Mort smiled at her, her alabaster skin exposed against all the brown and green of the woods. Her dress was now a light grey.

  “Let us begin,” Madame Arbre winced as she pushed her thumb into a sharp piece of wood protruding out of her cane.

  “What are you doing?” Amour asked and turned his nose up at the blood dripping from her finger.

  “To enter de Atheneum tree, yuh ave to go through a sort of…spiritual cleansing,” Madame Arbre answered and moved towards him. “My blood will allow yuh access from dis day to de day I take me last breath.”

  “What, the thing…on his head?” Amour pointed to Steven, making an invisible circle on his own head with his finger. “No, no. I’m not having blood drawn on me.”

  “Then I guess you are waiting out here,” Forrest quipped, and bent to give Madame Arbre access to his forehead. Once the oval drawn in blood was complete it lit up in a silver shimmer and disappeared into his blue-black skin.

  “What happened to it?” Amour asked, his eyes stuck to the spot she had drawn the oval. Forrest ran a hand across his head and found nothing there.

  “Like I explained, dis will allow yuh to enter de Atheneum tree till de day I take me last breath.
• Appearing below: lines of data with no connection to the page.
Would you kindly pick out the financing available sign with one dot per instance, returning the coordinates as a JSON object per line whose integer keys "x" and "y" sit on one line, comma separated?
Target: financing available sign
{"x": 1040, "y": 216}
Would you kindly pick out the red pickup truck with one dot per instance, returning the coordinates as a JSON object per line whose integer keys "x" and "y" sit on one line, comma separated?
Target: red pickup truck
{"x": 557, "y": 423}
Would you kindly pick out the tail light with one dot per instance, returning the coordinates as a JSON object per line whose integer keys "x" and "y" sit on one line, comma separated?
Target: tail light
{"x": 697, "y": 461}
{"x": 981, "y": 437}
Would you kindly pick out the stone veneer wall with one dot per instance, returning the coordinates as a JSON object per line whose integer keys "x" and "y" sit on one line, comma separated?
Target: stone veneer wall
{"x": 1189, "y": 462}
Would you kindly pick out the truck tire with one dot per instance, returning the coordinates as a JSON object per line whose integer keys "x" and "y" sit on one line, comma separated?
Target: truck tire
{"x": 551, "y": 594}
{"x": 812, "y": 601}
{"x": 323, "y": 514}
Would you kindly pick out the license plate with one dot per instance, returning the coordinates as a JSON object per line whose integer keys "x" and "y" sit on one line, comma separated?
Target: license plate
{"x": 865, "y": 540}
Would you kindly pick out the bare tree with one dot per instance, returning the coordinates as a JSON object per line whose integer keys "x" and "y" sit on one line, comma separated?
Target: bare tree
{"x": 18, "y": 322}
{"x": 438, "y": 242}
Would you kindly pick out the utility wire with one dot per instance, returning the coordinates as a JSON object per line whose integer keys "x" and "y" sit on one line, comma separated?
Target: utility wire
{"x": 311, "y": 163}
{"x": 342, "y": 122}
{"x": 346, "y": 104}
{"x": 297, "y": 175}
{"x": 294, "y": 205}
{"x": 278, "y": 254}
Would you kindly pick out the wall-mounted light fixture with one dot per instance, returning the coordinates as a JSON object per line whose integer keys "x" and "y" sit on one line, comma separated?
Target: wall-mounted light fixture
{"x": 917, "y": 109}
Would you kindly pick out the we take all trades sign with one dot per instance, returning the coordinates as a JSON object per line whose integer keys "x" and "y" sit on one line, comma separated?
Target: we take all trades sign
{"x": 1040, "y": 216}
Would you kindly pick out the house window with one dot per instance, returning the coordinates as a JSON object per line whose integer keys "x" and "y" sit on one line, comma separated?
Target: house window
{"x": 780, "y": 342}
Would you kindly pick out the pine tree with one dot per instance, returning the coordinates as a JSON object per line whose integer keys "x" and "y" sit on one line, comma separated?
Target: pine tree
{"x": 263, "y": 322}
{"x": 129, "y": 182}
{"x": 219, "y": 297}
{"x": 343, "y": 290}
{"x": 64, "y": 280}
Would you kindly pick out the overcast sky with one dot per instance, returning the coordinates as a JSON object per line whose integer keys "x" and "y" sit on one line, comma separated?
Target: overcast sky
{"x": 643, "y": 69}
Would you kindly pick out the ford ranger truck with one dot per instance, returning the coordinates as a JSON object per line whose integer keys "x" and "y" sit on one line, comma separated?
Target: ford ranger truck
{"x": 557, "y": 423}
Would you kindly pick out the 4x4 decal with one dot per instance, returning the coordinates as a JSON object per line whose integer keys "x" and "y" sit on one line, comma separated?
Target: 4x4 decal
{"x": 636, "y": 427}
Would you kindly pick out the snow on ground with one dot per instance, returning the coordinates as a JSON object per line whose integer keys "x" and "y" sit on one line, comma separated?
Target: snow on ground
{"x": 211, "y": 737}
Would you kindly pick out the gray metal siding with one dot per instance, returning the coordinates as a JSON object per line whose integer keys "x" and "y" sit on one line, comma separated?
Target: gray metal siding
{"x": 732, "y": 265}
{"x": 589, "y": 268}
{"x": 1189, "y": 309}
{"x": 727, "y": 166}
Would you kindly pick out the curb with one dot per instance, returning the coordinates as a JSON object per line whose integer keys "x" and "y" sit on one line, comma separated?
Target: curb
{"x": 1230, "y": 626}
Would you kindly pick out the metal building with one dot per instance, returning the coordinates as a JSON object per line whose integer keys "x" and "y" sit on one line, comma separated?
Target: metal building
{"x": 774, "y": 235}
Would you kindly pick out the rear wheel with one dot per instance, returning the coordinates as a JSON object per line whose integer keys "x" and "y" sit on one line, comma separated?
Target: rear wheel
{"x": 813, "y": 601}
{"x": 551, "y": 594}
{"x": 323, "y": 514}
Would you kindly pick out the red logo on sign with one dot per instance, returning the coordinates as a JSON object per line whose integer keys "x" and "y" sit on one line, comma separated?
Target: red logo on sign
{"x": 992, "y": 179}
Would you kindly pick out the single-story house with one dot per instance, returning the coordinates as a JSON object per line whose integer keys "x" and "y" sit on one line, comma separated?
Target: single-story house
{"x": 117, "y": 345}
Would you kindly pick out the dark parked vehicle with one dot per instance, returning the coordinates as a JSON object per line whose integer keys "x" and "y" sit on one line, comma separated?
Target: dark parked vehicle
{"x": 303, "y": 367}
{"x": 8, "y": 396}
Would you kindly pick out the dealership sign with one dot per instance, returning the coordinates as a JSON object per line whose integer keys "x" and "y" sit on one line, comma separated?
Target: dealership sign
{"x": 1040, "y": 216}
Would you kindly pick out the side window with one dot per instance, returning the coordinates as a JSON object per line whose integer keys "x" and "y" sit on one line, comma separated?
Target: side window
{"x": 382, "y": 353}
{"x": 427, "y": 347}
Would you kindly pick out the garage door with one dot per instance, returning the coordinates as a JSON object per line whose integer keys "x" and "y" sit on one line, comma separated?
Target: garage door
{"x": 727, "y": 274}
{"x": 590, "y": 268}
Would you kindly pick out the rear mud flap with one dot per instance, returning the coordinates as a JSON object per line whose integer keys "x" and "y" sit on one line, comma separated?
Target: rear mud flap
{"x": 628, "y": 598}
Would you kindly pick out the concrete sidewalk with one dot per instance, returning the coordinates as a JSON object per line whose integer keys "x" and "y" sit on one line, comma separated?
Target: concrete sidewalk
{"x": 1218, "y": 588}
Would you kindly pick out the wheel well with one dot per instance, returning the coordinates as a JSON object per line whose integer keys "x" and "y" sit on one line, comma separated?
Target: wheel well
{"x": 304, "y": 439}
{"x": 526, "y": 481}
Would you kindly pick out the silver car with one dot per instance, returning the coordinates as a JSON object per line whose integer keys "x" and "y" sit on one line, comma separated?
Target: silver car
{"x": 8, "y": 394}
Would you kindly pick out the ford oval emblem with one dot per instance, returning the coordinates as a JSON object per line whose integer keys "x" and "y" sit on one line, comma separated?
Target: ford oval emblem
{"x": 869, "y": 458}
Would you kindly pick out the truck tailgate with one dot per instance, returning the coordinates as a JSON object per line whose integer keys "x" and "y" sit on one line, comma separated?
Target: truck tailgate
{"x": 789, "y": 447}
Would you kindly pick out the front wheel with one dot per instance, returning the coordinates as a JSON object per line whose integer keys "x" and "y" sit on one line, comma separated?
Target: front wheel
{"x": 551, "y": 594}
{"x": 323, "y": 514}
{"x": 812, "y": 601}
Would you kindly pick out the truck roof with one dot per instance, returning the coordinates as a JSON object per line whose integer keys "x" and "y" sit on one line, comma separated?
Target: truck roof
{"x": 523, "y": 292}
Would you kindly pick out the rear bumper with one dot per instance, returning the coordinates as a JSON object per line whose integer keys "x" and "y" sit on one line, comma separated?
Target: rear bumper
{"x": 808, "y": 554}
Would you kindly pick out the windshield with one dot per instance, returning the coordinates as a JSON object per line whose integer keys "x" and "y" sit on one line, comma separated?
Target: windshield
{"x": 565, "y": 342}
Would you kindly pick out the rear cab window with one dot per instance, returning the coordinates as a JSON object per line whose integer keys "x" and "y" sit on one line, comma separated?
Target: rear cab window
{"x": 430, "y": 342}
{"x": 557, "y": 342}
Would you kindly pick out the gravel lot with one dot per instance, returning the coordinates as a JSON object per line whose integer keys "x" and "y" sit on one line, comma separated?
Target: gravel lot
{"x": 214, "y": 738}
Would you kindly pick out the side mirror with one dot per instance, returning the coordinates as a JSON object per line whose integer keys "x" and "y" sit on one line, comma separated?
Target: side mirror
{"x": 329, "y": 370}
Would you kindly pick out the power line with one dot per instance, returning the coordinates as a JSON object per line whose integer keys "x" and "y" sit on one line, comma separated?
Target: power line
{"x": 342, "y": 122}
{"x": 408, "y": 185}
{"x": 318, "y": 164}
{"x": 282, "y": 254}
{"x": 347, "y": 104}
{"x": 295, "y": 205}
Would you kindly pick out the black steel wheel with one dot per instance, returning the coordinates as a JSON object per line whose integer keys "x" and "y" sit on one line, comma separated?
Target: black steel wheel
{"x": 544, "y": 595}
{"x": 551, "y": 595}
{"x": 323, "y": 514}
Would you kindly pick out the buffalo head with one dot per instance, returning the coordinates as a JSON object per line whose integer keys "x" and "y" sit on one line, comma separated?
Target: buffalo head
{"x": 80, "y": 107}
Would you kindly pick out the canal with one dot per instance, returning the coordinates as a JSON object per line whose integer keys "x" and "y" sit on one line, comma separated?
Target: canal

Tink of it like a temporary tattoo.”

  “Temporary?”

  “None of us can live forever child.”

  “Well, this just gets better and better. Not only do we have your blood smeared on us, but now you’re telling me that it seeps in.” Amour held a fist up to his mouth like he could throw up.

  “Come on. Get over it.” Mort admonished and moved to stand in front of Madame Arbre for her ink. The blood seeped into her ghostly white skin leaving no trace. The three of them turned to look at Amour and waited.

  “Fine,” Amour finally agreed and bent down for Madame Arbre. “Mind the hair.” He closed his eyes. Once finished, the blood singed and evaporated into his forehead. “What now?” he fumed and brushed the front of his hair to check for mess.